Wait. I Have New Connection?!
There I am, in the conference room for a monthly meeting, minding my own business, thinking about going home for the day, thinking about what’s going on in my classroom the next morning, and considering a question or two I have for meeting’s facilitator when life takes a dramatic turn.
It wasn’t immediately obvious things had shifted, but it would be.
A colleague from a distant part of the building sat beside me. We’d exchanged pleasantries. We’d heckled a comment or two and had a little laugh at the previous month’s meeting, but that was the end of the story. Before this meeting started, we chatted a little. It started like a lot of teacher conversations do. One of confessed burnout to the other. Then something strange happened. The topic of what we’d do if we weren’t teaching came up, and it turned out we’d had the same thought. A small connection. And we chatted just a bit more before the meeting was adjourned.
Later that evening—or it could have been the next morning—I’m checking social media feeds, and this colleague appears in a “people you may know” panel. I rarely send friend requests, but we had this small connection. We seemed to have a similar perspective, and she made me laugh. What the heck?
“Add friend.”
IsolationI’ve written on the topic before. I don’t make friends easily. I never have. For most of my life, I’ve been that guy who gets along with everyone but doesn’t get invited to parties. I can talk to most anyone about most anything, but I’m not the person you add to your Christmas card list. In a room full of people, chatting and laughing, I participate, but in the end; I stand alone. I don’t know why that is. There are few topics that have vexed me more.
Many a night have I questioned what’s wrong with me, what mistakes I’m making, why everyone I know seems to have plans with friends and I don’t. Many a year have I dealt with feelings of loneliness and isolation. Those feelings are at the heart of some of my darkest periods. Why am I such an island?
I have theories, but not answers. I went to college online, so no roommates or classmates. I’ve moved around the country since I was in kindergarten. I’ve changed jobs more than a few times. There’s no doubt this contributes to my lack of genuine connections. It doesn’t help I take little interest in sports or church or other social distractions that unite people. I also live in an area where I know I am the minority; politically, spiritually, and philosophically.
ConnectionBut then I added this friend. We exchange a couple memes and video clips—teacher humor and news stories. But then we began to just chat. Cue the dramatic music. We chatted. Then we chatted some more. On every topic we seem to share at least some common ground. Every turn of the conversation, exposes a similar point of view. True connections. I’d mostly given up on this very thing happening.
Truthfully, I’d accepted—mostly—my wife and family, an old friend living hundreds of miles away, and the one couple in town we see infrequently for dinner were the extent of my circle; at least the edge of the circle in which true connection lay. She proved me wrong.
Sometimes genuine connection takes years to develop. It requires shared history, weathering of the same storms, a slow progression. And sometimes, people click together like Lego blocks. We chatted regularly for days. We understand one another’s frustrations at work, challenges in each other’s lives, and share easy laughter. I was like a school-boy when I excitedly I told my mother and my wife “I made a friend!” They know how much that means. They know I don’t fit in and seldom feel see or heard. Wait until I tell my therapist!

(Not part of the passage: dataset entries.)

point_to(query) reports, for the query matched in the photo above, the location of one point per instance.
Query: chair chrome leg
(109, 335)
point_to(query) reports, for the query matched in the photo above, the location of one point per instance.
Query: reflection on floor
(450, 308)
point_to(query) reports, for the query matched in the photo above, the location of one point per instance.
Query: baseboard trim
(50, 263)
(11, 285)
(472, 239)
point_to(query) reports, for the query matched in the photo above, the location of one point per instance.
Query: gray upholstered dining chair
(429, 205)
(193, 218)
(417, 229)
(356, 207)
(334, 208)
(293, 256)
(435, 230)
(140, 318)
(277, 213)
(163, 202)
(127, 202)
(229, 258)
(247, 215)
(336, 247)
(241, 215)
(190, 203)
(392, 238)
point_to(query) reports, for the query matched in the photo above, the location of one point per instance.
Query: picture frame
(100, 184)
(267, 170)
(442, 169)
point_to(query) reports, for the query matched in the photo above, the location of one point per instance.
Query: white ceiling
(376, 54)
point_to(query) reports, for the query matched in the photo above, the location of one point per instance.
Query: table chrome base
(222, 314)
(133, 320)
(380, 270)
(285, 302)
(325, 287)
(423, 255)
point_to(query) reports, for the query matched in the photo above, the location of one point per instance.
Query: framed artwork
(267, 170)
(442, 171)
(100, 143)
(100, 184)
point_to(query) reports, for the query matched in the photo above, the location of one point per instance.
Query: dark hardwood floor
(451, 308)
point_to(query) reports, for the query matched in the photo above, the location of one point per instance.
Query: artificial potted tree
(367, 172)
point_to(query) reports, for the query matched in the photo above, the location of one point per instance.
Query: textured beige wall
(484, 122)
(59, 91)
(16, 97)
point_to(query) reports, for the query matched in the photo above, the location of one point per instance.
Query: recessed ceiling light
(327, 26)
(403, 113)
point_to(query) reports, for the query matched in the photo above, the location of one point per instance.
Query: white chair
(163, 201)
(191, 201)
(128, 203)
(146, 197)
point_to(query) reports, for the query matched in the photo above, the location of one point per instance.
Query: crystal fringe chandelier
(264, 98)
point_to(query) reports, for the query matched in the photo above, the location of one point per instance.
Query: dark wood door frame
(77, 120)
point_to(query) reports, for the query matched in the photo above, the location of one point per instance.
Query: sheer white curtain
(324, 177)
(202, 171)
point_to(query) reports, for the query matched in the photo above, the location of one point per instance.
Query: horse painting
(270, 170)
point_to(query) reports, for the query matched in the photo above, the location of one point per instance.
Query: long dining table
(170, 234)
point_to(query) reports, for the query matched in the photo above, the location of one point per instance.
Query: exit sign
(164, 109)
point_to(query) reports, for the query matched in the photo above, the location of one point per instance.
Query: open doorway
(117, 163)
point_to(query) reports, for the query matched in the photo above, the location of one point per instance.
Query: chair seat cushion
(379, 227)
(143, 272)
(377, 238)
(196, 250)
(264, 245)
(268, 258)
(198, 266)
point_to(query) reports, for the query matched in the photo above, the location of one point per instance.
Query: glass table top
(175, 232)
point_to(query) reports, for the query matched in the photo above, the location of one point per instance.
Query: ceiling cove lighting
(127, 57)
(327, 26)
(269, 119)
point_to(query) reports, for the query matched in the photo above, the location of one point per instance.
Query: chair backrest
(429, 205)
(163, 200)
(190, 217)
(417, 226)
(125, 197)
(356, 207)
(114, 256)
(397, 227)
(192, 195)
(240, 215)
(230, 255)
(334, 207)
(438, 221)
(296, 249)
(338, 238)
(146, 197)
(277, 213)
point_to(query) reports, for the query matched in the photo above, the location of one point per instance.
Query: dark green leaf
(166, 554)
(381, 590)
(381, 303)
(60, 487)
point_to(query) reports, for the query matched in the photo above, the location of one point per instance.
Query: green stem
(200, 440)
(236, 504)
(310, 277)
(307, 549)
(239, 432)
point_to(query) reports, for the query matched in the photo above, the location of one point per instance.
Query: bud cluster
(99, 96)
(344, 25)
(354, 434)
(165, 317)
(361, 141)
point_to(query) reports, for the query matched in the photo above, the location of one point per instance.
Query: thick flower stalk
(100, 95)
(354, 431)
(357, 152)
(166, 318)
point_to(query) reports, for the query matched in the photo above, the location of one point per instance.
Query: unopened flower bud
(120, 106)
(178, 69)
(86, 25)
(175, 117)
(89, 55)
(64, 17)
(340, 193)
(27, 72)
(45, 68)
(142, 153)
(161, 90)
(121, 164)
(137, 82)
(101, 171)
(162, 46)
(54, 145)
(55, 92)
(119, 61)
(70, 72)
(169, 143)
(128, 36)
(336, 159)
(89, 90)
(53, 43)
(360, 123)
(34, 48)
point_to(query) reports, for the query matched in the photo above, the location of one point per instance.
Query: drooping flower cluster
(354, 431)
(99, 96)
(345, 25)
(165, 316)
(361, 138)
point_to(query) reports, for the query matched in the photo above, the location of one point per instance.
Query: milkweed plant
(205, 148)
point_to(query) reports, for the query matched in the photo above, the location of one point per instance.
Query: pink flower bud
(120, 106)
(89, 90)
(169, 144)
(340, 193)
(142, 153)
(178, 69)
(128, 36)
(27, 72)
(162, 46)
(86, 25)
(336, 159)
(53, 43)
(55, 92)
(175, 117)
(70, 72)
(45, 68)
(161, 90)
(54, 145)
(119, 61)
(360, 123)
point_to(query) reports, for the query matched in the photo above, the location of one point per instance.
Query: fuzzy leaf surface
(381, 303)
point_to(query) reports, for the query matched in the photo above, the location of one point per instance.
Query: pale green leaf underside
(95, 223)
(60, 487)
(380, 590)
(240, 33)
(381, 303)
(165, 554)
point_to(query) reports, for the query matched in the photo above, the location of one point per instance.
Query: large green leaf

LessonI blogged recently about being told I’d inspired someone to return to blogging after having hung up the pen for a while. It was this friend who said those magic words. And the cycle of inspiration continues. I write something that sparks an idea for her and she writes something that gets the wheels turning for me.
If you’ve read many of my other articles, you know I tend to the look for “the lesson.” Maybe it’s the teacher in me. Maybe it’s a love of learning. In any case, I believe we improve our own lives by finding lessons in our experiences, using them to guide, frame, and understand new experiences, and sharing them with others. So, the lesson here?
No, it isn’t to add every suggested friend on social media. That’s probably a terrible idea. It’s that connections are out there, sometimes in unlikely places. It’s that being yourself, even if it doesn’t seem to attract the greatest crowd, can draw the right the right people at the right time. The lesson is, you aren’t alone.